Combien d'années de mortalité courante un seul sinistre de cheptel emporte-t-il ?
La mortalité annuelle atteint 3,5 % d'un troupeau laitier et 2,0 % d'un troupeau allaitant. Un incendie de stabulation emporte en une fois la part du cheptel réunie au même endroit. Cet outil chiffre le rapport entre les deux, sans projeter de cotisation.
Deux échelles de mortalité que rien ne relie
Un troupeau perd des animaux tous les ans, et cette perte est mesurée. L'étude de référence sur la mortalité bovine française, conduite par Perrin, Ducrot, Vinard, Hendrikx et Calavas à partir de la base nationale d'identification et publiée dans INRAE Productions Animales en 2011, établit un risque annuel de mortalité de 3,5 % pour les bovins laitiers de plus de deux ans et de 2,0 % en troupeau allaitant. Cette attrition est continue, prévisible, et l'exploitation la finance déjà sur sa trésorerie sans y penser.
L'événement obéit à une tout autre logique. Un incendie de stabulation, la foudre, une électrocution, une asphyxie par les gaz d'une fosse à lisier, une panne de ventilation en bâtiment fermé ou un dépeuplement ordonné par l'administration emportent en une fois la fraction du cheptel réunie au même endroit. Cet outil traduit quatre données, l'orientation du troupeau, l'effectif, la valeur moyenne par tête et la part réunie sous un même toit, en une seule grandeur lisible : le nombre d'années de mortalité courante qu'un tel événement représente.

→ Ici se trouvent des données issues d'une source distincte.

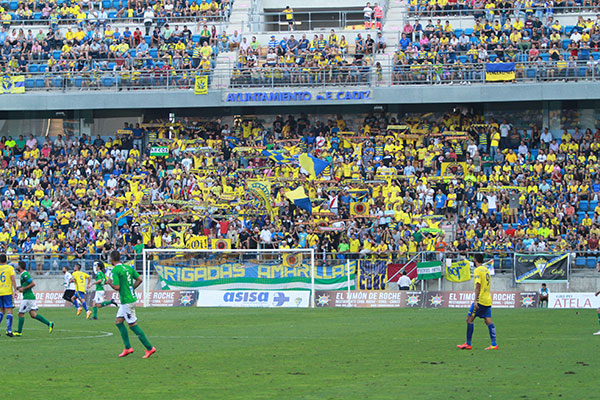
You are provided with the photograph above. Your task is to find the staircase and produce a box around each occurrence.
[210,0,251,89]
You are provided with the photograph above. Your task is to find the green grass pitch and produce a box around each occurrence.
[0,307,600,400]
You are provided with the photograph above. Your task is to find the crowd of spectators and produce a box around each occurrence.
[393,15,600,83]
[232,29,387,86]
[0,112,600,271]
[0,0,233,27]
[0,19,241,88]
[0,0,240,88]
[408,0,599,19]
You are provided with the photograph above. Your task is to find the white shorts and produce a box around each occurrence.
[117,303,137,324]
[19,299,37,314]
[94,290,104,304]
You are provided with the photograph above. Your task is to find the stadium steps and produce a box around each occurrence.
[371,52,394,85]
[46,119,65,137]
[227,0,252,34]
[383,0,408,34]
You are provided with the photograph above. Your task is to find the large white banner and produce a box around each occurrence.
[548,293,600,308]
[198,290,310,308]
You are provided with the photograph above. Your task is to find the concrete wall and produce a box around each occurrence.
[419,271,600,292]
[0,82,600,111]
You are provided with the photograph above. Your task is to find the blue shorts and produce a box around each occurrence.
[467,303,492,318]
[0,294,14,308]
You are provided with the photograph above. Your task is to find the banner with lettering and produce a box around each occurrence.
[445,258,471,282]
[424,291,539,308]
[154,262,355,290]
[358,260,387,290]
[514,253,569,283]
[15,290,198,308]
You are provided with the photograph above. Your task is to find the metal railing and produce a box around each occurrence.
[248,9,386,32]
[3,61,600,93]
[7,249,600,275]
[407,2,600,21]
[0,15,229,30]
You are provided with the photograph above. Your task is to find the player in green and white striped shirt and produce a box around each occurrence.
[13,261,54,337]
[89,261,118,319]
[107,250,156,358]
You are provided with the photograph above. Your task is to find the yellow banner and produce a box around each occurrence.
[194,75,208,94]
[0,75,25,94]
[446,260,471,282]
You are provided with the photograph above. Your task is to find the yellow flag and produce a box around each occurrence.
[194,75,208,94]
[0,75,25,94]
[446,260,471,282]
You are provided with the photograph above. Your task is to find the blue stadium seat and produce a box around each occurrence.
[527,68,536,79]
[529,149,539,160]
[585,257,597,268]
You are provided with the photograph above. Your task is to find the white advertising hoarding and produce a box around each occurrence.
[198,290,310,308]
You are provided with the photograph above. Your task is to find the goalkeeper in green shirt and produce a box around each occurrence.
[13,261,54,337]
[107,250,156,358]
[89,261,118,319]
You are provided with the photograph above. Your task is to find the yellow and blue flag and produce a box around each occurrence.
[0,75,25,94]
[298,153,329,178]
[194,75,208,94]
[485,63,515,82]
[446,260,471,282]
[285,186,312,213]
[262,150,296,164]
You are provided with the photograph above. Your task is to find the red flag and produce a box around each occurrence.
[388,262,417,282]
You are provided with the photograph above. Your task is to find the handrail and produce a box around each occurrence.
[407,2,598,19]
[3,61,600,93]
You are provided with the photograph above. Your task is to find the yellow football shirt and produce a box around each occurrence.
[475,266,492,306]
[0,264,15,296]
[73,271,90,293]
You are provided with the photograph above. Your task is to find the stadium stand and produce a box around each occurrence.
[0,108,600,273]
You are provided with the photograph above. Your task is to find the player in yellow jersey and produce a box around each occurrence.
[71,264,92,319]
[0,254,17,337]
[456,253,498,350]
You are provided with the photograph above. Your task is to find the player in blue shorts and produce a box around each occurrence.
[0,254,17,337]
[456,253,498,350]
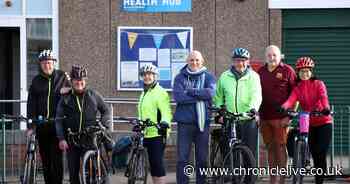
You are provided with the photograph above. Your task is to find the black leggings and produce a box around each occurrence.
[143,137,166,177]
[309,124,332,184]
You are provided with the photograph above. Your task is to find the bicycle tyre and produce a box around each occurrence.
[81,150,109,184]
[293,140,307,184]
[128,149,148,184]
[220,144,257,184]
[209,136,223,183]
[22,153,36,184]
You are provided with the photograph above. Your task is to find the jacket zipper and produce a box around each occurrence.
[46,78,51,119]
[235,80,238,113]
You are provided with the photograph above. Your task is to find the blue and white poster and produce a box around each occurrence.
[117,27,193,91]
[121,0,192,13]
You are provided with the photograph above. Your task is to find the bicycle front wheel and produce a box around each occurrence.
[209,135,224,183]
[22,153,36,184]
[293,140,307,184]
[128,149,148,184]
[81,150,109,184]
[220,145,256,184]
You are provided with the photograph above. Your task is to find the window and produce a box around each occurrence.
[27,18,52,89]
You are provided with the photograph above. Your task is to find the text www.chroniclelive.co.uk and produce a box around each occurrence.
[184,165,342,176]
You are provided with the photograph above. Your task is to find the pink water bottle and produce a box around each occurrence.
[299,112,310,133]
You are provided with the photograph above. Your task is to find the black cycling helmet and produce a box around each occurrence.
[38,50,56,62]
[70,65,87,80]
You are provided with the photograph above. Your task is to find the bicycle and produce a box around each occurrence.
[67,122,113,184]
[284,110,333,184]
[119,117,169,184]
[210,106,256,184]
[3,115,64,184]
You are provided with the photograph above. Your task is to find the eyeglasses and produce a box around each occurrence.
[190,59,200,62]
[233,58,248,62]
[40,60,53,65]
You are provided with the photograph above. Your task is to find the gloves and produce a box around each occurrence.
[276,106,287,114]
[186,88,196,97]
[158,121,169,136]
[249,108,259,115]
[249,108,260,122]
[321,108,331,116]
[132,125,141,132]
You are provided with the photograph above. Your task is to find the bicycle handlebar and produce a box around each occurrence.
[117,117,170,132]
[1,114,66,124]
[283,109,334,117]
[209,106,256,120]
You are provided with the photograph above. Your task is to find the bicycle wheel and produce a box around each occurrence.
[22,153,36,184]
[293,140,307,184]
[209,135,224,183]
[220,145,256,184]
[81,150,110,184]
[128,149,148,184]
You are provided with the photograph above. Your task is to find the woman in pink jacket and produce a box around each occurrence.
[282,57,332,184]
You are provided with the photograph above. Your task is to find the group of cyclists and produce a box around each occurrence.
[27,45,332,184]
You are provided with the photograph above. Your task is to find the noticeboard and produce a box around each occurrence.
[121,0,192,13]
[117,27,193,91]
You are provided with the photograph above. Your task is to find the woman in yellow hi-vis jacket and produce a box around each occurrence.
[138,64,172,184]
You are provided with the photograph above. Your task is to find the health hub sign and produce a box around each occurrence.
[121,0,192,13]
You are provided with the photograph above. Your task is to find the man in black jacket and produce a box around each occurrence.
[27,50,70,184]
[56,65,111,184]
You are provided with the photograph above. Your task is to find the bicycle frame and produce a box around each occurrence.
[68,125,108,183]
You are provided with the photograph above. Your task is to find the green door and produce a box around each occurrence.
[282,9,350,154]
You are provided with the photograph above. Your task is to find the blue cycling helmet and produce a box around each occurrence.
[232,48,250,59]
[38,50,56,62]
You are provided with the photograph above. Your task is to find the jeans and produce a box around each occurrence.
[176,122,209,184]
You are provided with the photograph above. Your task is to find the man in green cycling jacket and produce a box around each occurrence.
[214,48,262,155]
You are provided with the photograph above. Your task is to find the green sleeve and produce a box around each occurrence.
[213,77,225,107]
[157,91,172,124]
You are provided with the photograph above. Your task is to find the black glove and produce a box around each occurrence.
[249,108,260,122]
[276,106,287,114]
[132,125,141,132]
[158,121,169,136]
[321,108,331,116]
[249,108,259,116]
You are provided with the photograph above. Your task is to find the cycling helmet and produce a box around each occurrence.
[295,57,315,70]
[232,48,250,59]
[70,65,87,80]
[38,50,56,62]
[140,64,158,77]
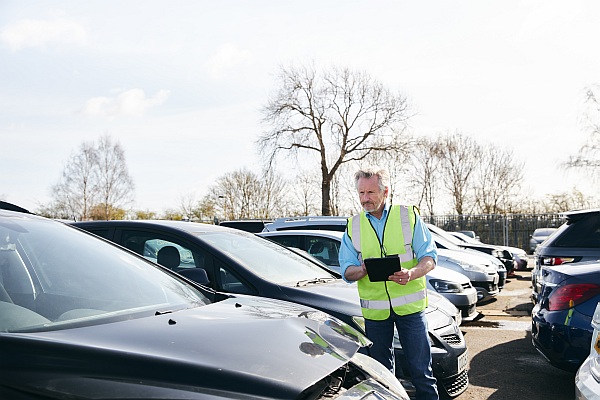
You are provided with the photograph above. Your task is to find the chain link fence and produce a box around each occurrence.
[423,214,564,253]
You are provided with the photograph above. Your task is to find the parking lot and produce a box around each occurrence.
[457,266,575,400]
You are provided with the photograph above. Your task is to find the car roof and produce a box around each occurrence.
[263,216,348,232]
[560,208,600,220]
[258,229,344,239]
[72,219,237,233]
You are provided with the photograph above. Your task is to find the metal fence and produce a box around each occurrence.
[423,214,564,253]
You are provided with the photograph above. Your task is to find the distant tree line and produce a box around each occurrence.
[38,65,600,222]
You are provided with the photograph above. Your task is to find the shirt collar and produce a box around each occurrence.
[365,201,390,221]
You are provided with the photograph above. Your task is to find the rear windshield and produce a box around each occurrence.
[552,214,600,248]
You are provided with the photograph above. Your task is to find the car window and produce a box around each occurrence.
[215,260,258,295]
[267,235,306,250]
[551,214,600,248]
[121,230,205,271]
[308,236,340,266]
[199,231,333,285]
[0,220,209,331]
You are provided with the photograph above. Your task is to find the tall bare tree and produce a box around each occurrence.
[96,135,134,220]
[475,145,523,214]
[52,142,98,220]
[257,66,409,215]
[563,85,600,183]
[410,138,442,216]
[52,136,133,220]
[439,132,481,215]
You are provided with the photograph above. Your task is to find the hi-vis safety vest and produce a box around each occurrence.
[348,205,427,321]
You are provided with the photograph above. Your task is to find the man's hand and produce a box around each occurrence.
[344,263,367,281]
[388,256,435,285]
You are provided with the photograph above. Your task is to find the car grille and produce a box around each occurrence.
[459,304,477,317]
[440,333,463,346]
[441,370,469,397]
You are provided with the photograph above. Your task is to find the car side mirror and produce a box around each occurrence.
[177,268,210,285]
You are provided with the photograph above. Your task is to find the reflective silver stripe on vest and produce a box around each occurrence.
[351,206,415,263]
[360,289,427,310]
[400,206,415,262]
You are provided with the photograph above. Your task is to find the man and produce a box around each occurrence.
[339,167,439,399]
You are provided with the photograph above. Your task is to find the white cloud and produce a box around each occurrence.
[0,16,88,51]
[81,89,170,118]
[207,44,250,78]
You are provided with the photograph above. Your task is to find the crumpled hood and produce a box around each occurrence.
[0,297,366,398]
[286,279,450,329]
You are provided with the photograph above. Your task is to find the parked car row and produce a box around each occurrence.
[258,229,479,324]
[72,220,468,397]
[531,209,600,400]
[0,204,412,400]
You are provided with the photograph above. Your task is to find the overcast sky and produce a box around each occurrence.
[0,0,600,216]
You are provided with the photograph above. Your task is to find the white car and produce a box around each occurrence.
[575,302,600,400]
[258,229,479,322]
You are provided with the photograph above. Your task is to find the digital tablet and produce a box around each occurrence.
[364,255,401,282]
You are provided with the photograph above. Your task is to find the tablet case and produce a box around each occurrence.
[364,255,400,282]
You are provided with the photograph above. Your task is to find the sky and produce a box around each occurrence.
[0,0,600,216]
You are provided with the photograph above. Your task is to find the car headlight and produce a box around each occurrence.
[452,259,486,273]
[352,353,409,400]
[429,279,463,293]
[352,315,367,335]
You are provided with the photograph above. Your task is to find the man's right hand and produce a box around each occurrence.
[345,263,367,281]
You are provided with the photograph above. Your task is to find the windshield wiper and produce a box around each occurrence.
[296,278,335,287]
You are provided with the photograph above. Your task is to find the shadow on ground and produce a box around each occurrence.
[469,330,575,400]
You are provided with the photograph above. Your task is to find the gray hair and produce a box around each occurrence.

Pourquoi ce rapport commande le palier de franchise
La formule cheptel des contrats de mortalité du bétail propose sept paliers de franchise fixes, échelonnés de 100 à 25 000 euros et choisis par espèce. Le réflexe courant consiste à retenir la franchise la plus basse, au prix d'une cotisation plus lourde. Le rapport calculé ici conduit à l'arbitrage inverse : une franchise placée juste au dessus de la mortalité courante annuelle cesse de rembourser des pertes que l'exploitation absorbe déjà, et concentre la prime sur l'événement qui la dépasse.
La formule individuelle obéit à une autre règle : la franchise y vaut 15 % de la valeur vénale de l'animal, quel que soit l'événement, avec un plafond de l'ordre de 15 000 euros par tête. Elle vise les reproducteurs et la génétique inscrite, non le troupeau de production. Les deux formules se cumulent sur une même exploitation, et le partage entre elles se décide sur la valeur unitaire des animaux, pas sur leur nombre.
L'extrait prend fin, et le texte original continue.